SOPA and PIPA

Here’s a simplified outline of the problems, as I understand it.

The bill seeks to let the government create a naughty list. If you are on the naughty list, or if you link to content hosted by someone on the naughty list, then your whole website can be shut down. The government will block the site by closing the series of tubes that make up the internet.

There are two big problems with this.
1. The first is that the list is not created by standard court proceedings.
2. The second is that the machinery to enforce the naughty list totally screws up internet addressing and security, and is not workable.

Getting on the naughty list
In order to get someone placed on the naughty list, you do not have to sue the accused. You don’t have to  provide proof that you own the content that is being infringed. And the accused does not have conventional rights to challenge the blacklisting: to present an argument that they also might have rights to the content.

This is, as I understand it, injunctive relief. This is normally used for some kind of emergency action by the court. The bill creates a perpetual state of emergency where lots of action would be be taken outside of conventional legal channels.

Any site that allows users to post content is at risk of being shut down, so the naughty list can expand like crazy.

And don’t hold out much hope that photographers and other independent creators can get nbc.com or capitorecords.com or universalpictures.com put on the naughty list simply because they violate *your* copyright. This is a hammer built for the interests of big media.

Breaking DNS
While #1 is a big problem, the bigger problem is the mechanism that the bill proposes to enforce the naughty list. In order to block a website, you need to make sure that no request to see that website (take me to www.Amazon.com) actually goes to Amazon.com.

In order to accomplish the blocking, you need to break a fundamental part of the DNS system (the thing that makes sure that you are at the real Amazon.com). This is not really possible, since there are so darn many tubes.

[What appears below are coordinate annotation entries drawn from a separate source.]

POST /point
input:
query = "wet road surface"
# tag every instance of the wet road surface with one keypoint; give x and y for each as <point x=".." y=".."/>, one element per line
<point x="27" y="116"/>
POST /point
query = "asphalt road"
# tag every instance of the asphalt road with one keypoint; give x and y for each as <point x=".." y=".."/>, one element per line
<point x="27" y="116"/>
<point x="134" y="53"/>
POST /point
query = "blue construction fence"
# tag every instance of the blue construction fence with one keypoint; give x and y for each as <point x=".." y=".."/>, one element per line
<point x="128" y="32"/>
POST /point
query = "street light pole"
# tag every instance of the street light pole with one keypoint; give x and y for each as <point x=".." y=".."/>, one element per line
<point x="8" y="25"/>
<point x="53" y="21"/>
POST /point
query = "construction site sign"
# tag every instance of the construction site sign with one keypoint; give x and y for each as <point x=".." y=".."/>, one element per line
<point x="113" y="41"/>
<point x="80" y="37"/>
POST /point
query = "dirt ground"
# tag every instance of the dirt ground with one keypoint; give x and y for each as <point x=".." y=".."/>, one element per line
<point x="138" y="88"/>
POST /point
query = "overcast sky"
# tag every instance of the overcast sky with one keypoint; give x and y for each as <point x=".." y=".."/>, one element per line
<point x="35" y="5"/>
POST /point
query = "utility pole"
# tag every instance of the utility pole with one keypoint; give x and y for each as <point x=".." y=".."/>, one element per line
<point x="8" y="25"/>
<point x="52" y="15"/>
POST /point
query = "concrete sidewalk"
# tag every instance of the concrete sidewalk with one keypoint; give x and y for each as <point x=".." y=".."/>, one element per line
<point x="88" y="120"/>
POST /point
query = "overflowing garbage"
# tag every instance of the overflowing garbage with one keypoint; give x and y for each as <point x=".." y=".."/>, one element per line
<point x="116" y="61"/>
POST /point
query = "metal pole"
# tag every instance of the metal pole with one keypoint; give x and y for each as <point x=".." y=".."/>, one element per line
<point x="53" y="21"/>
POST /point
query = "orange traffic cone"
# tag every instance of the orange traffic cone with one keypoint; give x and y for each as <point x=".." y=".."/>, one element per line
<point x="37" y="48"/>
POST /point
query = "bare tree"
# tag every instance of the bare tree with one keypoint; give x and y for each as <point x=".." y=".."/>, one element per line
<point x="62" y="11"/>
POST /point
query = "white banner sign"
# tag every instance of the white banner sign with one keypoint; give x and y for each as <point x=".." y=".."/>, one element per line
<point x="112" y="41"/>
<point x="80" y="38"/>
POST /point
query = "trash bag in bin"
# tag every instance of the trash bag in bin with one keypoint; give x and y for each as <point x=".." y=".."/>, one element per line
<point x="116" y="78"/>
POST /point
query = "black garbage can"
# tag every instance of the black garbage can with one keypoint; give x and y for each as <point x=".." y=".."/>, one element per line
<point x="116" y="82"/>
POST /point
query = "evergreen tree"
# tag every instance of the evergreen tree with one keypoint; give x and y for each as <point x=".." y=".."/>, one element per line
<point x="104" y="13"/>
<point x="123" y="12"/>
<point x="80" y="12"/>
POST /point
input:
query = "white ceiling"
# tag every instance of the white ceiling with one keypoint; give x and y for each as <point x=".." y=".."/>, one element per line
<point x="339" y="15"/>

The official DNS list is sent to all ISPs worldwide, so that requests for websites can be routed properly. SOPA and PIPA want the US government to be able to edit the list used in the US, removing sites that are deemed – outside of a traditional court – to be in violation.This breaks the integrity of the DNS system in a fundamental way.

At best, we could be like China, and block access to naughty sites for web surfers that are located within US borders. But circumventing that is pretty trivial. Millions of foreign portals will spring up that will let you access the real DNS list that the rest of the world uses. Once you go through that portal, you are in a world where all websites could be easily spoofed, since you are outside of the (formerly) standard DNS system.

Once you break the universality of the DNS list, you totally screw up security for nearly everyone. And policing that is a never-ending game of whack-a-mole.

But aren’t you in favor of copyright?

I say all of the above in the context of an independent creator – photographer, author, videographer.  Yes, I am infringed every day by companies and individuals and websites in all kinds of ways, including offering free copies of my book to paying members. And I believe that this is a big problem for people like me. I don’t know what the real solution is, but I can definitely see what the solution is not.

Hopefully this thing is dead. Congress is learning that you don’t want to get the internets mad at you.